* EU shift away from food-based biofuels will need big investment
* EU will need millions of tonnes of non-food biofuels to meet targets
* Investment incentives currently not enough
HAMBURG, Sept 25 Large new investment incentives will be needed to promote the development of alternative biofuels after the European Union's move to curb the use of fuel derived from food crops, a unit of Royal Dutch Shell Plc said on Tuesday.
The executive European Commission announced a major shift in biofuel policy on Sept. 17, saying it plans to limit crop-based biofuels to 5 percent of transport fuel. Campaigners had argued that existing rules were taking food out of people's mouths.
In a biofuels study presented on Tuesday, Deutsche Shell said companies would need help with the costs of developing and producing new second-generation biofuels to meet that goal.
"Existing incentives are currently not sufficient to simulate the extensive and strategic new investment for the large-scale technical introduction of second-generation biofuels," Deutsche Shell said.
Biofuels made from food crops such as grains, sugar and vegetable oils, often called first-generation biofuels, had been expected to make the biggest contribution to meeting an EU environmental protection target that 10 percent of all transport fuel should come from renewable sources by 2020.
The EU's new proposals, however, envisage the remaining 5 percent of biofuel output to reach the 2020 target will come from biofuels derived from waste products, grasses, the inedible parts of plants or a range of other non-food feedstocks including algae.
"There will be possibilities to increase the use of second-generation fuels, however these targets are ambitious," said Joerg Adolf, chief economist of Deutsche Shell.
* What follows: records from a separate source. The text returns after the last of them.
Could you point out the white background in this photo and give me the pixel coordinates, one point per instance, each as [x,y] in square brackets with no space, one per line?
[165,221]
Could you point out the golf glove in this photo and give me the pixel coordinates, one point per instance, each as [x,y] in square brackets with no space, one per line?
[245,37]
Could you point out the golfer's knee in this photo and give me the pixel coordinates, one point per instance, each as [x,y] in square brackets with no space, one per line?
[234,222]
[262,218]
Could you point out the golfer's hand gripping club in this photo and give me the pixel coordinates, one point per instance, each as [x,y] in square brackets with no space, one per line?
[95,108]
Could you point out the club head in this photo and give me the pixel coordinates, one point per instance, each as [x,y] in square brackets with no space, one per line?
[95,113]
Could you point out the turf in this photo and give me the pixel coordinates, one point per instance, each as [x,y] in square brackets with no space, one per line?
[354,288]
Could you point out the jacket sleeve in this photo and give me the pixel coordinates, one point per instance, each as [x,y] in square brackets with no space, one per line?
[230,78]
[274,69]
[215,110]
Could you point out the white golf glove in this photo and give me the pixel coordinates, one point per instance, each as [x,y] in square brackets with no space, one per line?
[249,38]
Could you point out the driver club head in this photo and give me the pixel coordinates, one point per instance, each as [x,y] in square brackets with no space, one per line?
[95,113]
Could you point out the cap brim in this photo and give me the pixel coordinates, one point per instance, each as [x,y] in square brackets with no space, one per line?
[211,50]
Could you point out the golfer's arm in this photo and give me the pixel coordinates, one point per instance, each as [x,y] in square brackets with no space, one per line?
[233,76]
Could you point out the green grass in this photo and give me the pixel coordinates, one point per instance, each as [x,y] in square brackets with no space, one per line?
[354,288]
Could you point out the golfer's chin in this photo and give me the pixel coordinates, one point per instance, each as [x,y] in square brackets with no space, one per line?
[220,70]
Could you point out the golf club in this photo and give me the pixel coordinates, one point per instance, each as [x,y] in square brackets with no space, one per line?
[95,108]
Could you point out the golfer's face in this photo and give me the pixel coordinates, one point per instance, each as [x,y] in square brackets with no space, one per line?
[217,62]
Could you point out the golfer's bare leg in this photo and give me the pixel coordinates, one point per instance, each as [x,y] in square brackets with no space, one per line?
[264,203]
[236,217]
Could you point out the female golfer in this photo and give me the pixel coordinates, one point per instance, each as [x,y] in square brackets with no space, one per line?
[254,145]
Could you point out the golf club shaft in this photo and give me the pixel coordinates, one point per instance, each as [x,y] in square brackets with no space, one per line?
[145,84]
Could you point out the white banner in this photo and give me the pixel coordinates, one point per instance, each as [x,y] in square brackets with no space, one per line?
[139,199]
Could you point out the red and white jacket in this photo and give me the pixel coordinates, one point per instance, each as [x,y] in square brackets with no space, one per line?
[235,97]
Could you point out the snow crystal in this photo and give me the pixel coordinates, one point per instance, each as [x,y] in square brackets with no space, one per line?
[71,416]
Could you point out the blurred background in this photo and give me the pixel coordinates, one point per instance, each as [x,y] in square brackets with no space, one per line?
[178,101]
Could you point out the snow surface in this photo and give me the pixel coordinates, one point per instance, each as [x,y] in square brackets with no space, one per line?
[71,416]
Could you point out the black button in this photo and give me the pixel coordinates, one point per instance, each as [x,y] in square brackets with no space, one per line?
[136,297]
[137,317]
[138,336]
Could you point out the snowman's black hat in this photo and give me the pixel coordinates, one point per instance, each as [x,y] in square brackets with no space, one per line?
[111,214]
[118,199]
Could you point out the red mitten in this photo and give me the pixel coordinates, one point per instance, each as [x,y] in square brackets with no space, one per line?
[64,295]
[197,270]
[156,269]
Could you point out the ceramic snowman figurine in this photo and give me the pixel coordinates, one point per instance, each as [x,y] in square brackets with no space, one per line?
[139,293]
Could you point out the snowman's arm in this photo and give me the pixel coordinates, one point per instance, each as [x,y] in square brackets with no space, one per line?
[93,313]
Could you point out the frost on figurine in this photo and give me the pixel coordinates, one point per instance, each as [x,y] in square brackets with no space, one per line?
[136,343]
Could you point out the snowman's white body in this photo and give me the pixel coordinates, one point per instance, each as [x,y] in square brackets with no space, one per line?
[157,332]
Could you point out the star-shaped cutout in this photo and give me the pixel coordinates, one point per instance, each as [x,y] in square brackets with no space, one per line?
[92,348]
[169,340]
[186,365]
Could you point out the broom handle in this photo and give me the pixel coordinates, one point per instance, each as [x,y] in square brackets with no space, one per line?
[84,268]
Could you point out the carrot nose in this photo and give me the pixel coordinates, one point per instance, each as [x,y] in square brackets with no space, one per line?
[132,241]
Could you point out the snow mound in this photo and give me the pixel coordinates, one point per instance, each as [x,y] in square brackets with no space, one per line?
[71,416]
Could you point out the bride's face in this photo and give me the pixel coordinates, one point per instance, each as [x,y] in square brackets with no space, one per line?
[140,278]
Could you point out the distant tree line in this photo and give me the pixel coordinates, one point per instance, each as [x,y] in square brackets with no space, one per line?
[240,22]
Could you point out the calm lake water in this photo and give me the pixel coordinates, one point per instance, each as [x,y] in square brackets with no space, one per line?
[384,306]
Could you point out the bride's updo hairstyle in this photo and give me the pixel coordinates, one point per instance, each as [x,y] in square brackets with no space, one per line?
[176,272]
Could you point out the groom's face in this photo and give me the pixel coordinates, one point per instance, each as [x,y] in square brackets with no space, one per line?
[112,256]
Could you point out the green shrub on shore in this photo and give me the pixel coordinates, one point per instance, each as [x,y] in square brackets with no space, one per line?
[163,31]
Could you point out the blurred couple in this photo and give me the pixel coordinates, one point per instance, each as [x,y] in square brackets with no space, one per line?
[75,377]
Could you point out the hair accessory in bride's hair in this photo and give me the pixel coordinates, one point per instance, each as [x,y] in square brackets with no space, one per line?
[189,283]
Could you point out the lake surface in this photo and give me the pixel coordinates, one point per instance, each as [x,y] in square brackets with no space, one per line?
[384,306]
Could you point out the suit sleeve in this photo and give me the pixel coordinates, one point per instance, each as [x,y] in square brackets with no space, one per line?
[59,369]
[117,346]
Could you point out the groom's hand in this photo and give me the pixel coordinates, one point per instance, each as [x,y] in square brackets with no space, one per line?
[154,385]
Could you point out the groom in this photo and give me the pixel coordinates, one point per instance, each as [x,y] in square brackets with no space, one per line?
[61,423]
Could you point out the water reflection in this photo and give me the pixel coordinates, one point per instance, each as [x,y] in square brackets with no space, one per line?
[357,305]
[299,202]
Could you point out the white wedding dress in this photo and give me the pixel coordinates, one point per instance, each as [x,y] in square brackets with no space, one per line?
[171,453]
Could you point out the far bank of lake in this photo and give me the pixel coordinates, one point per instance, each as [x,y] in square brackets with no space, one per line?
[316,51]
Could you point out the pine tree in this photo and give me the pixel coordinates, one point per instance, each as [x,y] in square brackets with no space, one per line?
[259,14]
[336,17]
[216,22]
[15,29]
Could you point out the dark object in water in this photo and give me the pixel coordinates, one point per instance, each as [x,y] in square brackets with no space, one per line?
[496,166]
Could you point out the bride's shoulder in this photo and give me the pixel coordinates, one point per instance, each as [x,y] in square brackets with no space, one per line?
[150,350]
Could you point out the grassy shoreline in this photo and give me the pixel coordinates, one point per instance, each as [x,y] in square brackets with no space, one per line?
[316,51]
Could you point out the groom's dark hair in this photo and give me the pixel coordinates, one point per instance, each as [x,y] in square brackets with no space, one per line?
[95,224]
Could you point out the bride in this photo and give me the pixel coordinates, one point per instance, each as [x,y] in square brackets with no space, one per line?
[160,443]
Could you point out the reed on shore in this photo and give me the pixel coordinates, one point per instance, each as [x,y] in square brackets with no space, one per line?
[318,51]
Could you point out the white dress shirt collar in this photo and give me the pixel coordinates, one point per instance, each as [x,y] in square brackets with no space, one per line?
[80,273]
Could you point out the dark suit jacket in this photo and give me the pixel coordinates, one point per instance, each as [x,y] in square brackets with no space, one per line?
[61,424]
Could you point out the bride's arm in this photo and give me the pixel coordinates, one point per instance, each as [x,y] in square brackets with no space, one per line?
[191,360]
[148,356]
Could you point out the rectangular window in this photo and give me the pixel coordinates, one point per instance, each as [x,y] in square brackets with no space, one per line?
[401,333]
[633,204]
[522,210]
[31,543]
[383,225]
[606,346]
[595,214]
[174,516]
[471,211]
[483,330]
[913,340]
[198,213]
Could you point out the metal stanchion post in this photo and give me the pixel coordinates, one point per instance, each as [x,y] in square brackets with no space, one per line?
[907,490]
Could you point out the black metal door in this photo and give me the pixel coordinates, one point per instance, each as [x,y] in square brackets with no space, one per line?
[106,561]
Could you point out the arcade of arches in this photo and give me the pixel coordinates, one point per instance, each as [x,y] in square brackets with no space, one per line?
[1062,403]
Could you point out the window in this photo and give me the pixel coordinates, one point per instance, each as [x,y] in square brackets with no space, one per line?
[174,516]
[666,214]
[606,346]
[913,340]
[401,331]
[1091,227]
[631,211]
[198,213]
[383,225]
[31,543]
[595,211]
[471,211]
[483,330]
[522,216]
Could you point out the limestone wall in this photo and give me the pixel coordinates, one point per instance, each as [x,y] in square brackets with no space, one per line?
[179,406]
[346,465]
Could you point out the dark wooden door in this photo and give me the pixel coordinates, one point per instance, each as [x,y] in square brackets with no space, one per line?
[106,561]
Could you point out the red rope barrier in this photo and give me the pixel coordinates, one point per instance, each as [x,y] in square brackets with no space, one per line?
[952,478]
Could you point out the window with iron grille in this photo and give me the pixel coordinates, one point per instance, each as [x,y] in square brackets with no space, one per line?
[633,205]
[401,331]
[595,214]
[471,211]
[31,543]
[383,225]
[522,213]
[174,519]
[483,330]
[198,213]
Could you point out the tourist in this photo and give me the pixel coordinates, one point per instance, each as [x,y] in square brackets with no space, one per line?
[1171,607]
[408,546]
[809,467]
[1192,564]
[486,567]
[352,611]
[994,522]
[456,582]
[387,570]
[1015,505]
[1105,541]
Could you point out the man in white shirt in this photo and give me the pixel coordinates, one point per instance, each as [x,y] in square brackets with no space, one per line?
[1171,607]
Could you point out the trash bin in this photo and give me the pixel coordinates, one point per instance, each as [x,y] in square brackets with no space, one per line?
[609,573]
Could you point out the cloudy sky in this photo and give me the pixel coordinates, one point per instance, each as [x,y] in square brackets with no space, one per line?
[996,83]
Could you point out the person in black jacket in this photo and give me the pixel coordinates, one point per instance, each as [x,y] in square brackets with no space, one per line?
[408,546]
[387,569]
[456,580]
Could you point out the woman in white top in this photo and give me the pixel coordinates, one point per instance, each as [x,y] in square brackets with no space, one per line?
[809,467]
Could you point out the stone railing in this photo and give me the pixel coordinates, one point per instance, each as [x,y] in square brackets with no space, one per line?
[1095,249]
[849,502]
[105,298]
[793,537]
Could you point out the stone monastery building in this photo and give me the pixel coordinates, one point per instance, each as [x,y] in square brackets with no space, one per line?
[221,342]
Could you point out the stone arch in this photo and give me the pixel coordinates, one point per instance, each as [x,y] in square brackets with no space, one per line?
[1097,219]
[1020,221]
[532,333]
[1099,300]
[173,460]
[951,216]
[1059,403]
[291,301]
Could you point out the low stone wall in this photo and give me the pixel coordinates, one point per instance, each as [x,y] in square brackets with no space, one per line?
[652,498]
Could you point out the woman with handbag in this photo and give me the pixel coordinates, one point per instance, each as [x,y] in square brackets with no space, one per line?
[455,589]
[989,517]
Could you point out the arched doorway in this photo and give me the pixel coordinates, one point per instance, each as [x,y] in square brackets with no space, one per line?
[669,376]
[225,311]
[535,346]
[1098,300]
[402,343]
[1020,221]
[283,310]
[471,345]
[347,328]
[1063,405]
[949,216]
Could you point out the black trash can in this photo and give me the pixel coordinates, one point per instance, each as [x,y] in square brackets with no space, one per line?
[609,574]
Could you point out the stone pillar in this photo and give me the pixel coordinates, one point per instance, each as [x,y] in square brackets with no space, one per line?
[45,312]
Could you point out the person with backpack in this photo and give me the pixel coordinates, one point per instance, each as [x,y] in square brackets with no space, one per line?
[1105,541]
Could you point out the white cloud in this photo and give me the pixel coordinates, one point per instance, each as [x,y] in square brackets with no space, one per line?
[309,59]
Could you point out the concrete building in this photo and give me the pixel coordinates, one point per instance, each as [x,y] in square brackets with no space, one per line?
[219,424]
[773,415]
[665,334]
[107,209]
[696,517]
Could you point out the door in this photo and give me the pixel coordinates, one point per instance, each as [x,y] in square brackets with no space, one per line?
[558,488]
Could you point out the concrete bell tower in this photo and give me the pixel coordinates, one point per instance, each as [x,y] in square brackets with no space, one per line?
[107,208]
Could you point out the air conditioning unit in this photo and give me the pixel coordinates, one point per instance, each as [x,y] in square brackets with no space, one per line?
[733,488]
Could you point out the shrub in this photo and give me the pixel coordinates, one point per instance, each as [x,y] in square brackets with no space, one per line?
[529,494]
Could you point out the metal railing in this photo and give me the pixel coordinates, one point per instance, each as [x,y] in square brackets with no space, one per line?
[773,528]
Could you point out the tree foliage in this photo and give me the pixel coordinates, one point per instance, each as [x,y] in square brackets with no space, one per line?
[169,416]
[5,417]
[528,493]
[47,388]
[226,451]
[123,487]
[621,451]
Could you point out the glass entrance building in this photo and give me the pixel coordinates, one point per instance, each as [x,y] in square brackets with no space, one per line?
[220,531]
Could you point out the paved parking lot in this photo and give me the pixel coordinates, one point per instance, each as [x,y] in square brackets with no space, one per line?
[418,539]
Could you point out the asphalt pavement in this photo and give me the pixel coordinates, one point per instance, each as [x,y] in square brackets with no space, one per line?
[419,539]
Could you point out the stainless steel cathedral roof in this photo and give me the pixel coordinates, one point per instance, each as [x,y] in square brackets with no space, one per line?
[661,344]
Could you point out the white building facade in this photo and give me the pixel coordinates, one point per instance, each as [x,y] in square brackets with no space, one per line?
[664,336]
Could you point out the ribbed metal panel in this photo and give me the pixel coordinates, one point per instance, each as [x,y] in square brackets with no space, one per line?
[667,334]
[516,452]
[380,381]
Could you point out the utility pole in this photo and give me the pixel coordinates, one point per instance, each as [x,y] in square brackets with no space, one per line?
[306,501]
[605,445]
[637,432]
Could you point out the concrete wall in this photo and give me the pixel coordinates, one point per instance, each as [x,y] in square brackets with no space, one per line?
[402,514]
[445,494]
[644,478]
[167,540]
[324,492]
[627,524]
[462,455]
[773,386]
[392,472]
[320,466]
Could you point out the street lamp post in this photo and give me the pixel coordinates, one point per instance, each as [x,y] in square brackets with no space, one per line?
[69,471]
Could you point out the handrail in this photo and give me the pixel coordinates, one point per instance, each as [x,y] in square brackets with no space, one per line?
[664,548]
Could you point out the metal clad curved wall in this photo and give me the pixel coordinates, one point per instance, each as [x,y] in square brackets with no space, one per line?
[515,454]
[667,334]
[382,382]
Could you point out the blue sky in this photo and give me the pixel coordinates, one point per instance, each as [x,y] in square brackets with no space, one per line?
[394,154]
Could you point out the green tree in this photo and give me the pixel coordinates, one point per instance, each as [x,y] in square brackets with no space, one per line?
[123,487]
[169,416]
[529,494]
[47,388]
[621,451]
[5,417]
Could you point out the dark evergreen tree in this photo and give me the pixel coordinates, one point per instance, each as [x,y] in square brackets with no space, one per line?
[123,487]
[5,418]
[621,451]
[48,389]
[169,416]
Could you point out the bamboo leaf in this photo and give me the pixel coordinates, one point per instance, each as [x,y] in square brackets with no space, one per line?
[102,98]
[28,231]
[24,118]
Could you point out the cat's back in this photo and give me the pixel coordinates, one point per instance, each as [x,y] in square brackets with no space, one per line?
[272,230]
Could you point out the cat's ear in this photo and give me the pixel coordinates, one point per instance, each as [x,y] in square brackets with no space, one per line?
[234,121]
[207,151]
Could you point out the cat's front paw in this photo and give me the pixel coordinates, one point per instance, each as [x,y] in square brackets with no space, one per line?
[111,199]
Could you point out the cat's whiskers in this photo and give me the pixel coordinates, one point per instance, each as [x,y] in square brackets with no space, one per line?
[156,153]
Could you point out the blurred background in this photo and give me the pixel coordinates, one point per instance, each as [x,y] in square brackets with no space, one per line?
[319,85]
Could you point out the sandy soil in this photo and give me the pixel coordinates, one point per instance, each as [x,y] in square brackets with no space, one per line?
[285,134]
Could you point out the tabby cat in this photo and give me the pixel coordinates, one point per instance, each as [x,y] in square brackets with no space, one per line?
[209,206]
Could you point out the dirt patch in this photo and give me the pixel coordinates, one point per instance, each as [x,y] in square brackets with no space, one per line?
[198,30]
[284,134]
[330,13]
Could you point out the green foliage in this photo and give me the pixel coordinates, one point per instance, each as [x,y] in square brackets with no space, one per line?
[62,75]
"We will need research and development of second generation biofuels. We will also need large production plants," he added. "Currently we have some second generation pilot plants but we will need production in millions of tonnes not in hundreds of thousands of tonnes."
Shell and others are researching several types of second generation fuel production.
"We see that such large scale industrial plants need three to four years lead time including planning, investment and planning permission," Adolf said. "I would not expect the major flow of new (second generation) plants to come on stream until after 2020."
This was partly why Shell regarded the latest EU plans as ambitious, he said.
Details of the new EU plans have still not been published, but Adolf said it was possible that the existing policy of double-counting the volumes of biofuels produced from waste fats towards the overall biofuels-use total could be expanded.
Second-generation biofuels are currently about twice as expensive as the fossil fuels they should replace, said Uwe Fritsche of German research institute IINS, which undertook research for the Shell study. Prices would need to be reduced.
"Some transport modes such as ships, aircraft and trucks need bioenergy to reduce their emissions because of lack of alternatives," said Fritsche. "Biofuels still have a role."
Shell did not call for an end to use of the controversial higher bioethanol/gasoline blend in Germany, called E10.
The German government in 2011 raised the maximum permitted level of bioethanol blended in gasoline to 10 percent from 5 percent as part of a programme to protect the environment by cutting CO2 emissions, But the blend has struggled to raise sales and has been criticised as helping to raise food prices by consuming grain for its production.
The higher blend "has partly established itself in the market" and is expected to continue its development, Shell said.